American children’s hospital to launch study into medical cannabis and autism

  • Children’s Hospital of Philadelphia will launch their study into the effects of medical marijuana on children with autism next year
  • Australian biopharmaceutical company Zelda Therapeutics is funding the research
  • Erica Daniels, founder of Hope Grows for Autism and mother of an autistic child, helped secure the partnership
  • 1 in 150 8-year-olds in the U.S. has an autism spectrum disorder (ASD)

Children’s Hospital of Philadelphia (CHoP) is set to launch the first major research programme in the US into the effects of medical cannabis on children with autism.

The study will build on data collected by the Australian company, Zelda Therapeutics, which is funding the research. The aims of the CHoP study will be to determine what medical cannabis products parents in the region are giving their autistic children, for example, Cannabidiol (CBD), the non-psychoactive chemical in cannabis, or THC, the chemical which gets you “high.”

Discussing the study, Athena Zuppa, the lead researcher of the study and the director of the hospital’s Center for Clinical Pharmacology, explained:

“We’re trying to understand the landscape of what the kids are taking

“Some kids are taking only CBD and some are taking a mixture of CBD and THC. I’m trying to understand how parents make their choices.”

The hospital will not provide any cannabis products to children, merely observe what they are being provided by their parents.

“This is truly an observational study.

“We’re not giving them anything. We’re just gathering data to educate ourselves.”

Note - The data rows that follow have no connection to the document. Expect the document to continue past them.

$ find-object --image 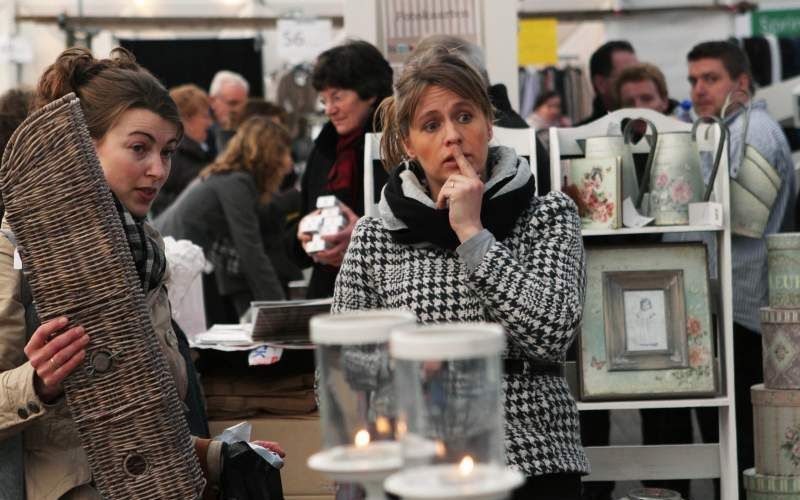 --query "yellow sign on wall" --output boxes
[517,18,558,66]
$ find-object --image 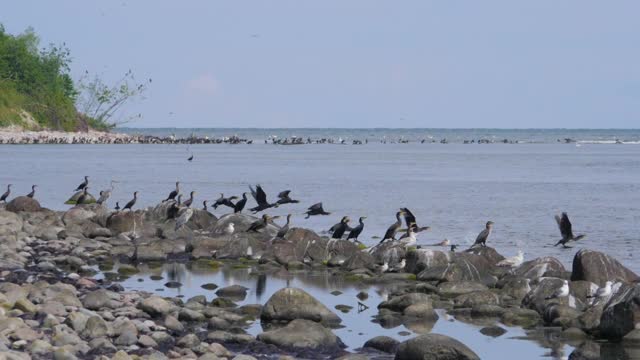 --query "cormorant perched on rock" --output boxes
[73,176,89,191]
[276,214,291,239]
[233,193,247,213]
[554,212,586,248]
[400,208,431,233]
[0,184,11,202]
[76,186,89,205]
[167,194,182,219]
[175,208,193,231]
[162,181,180,202]
[331,216,351,239]
[213,193,238,209]
[247,214,279,232]
[305,203,331,219]
[277,190,300,205]
[249,185,278,213]
[27,185,38,198]
[122,191,138,211]
[471,221,493,247]
[380,210,404,244]
[347,216,367,241]
[182,191,196,207]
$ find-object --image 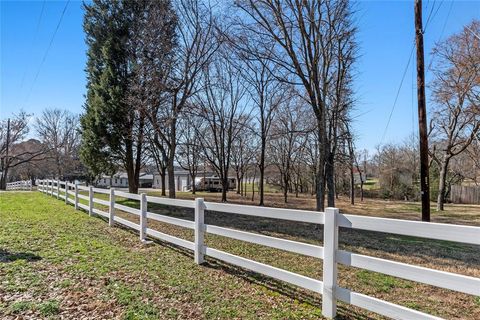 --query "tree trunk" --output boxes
[235,170,241,194]
[325,152,335,207]
[283,173,289,203]
[437,156,450,211]
[160,167,167,196]
[222,173,228,202]
[258,139,267,206]
[0,167,8,190]
[350,164,355,205]
[190,174,197,194]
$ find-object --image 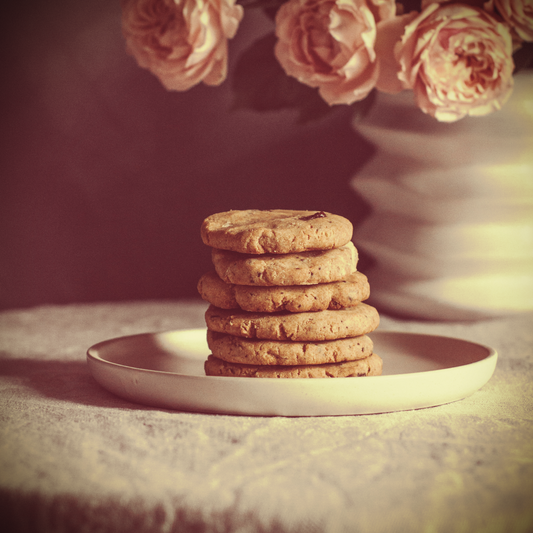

Research into autistic children who are already covered under Pennsylvania’s Safe Harbour provision is likely to begin in early 2018.

“For too long, patients and their families have been missing out on genuine therapeutic options with the potential to transform lives.”
– Erica Daniels, founder Hope Grows for Autism

]There is already significant anecdotal evidence showing that cannabinoids, the active compounds in cannabis, help alleviate some of the more serious symptoms of autism.

Patients claims cannabis helps improve social interaction and control repetitive behaviour, without the side effects associated with pharmaceutical antipsychotic drugs often given to autistic children.

Zelda, which completed another observational study on autism in Chile last year, is also set to start clinical trials in Australia to investigate the effectiveness of medical marijuana on chronic insomnia.

The partnership between CHoP and Zelda was brokered by Erica Daniels, heroic area mother of an autistic child and founder of Hope Grows for Autism.

Describing her joy at bringing the two organizations together, Erica explained why the trial means so much:

“For too long, patients and their families have been missing out on genuine therapeutic options with the potential to transform lives.” Cannabis is still classified as a Schedule I drug in the UK, meaning no patient can legally access full spectrum cannabis.

The latest prevalence studies of autism indicate that 1.1% of the population in the UK may be on the autism spectrum. This means that over 695,000 people in the UK may be autistic.

It also means nearly 700,000 are being denied potentially life-saving and changing medication.

Is it time for the UK to legalise cannabis for medicinal purposes?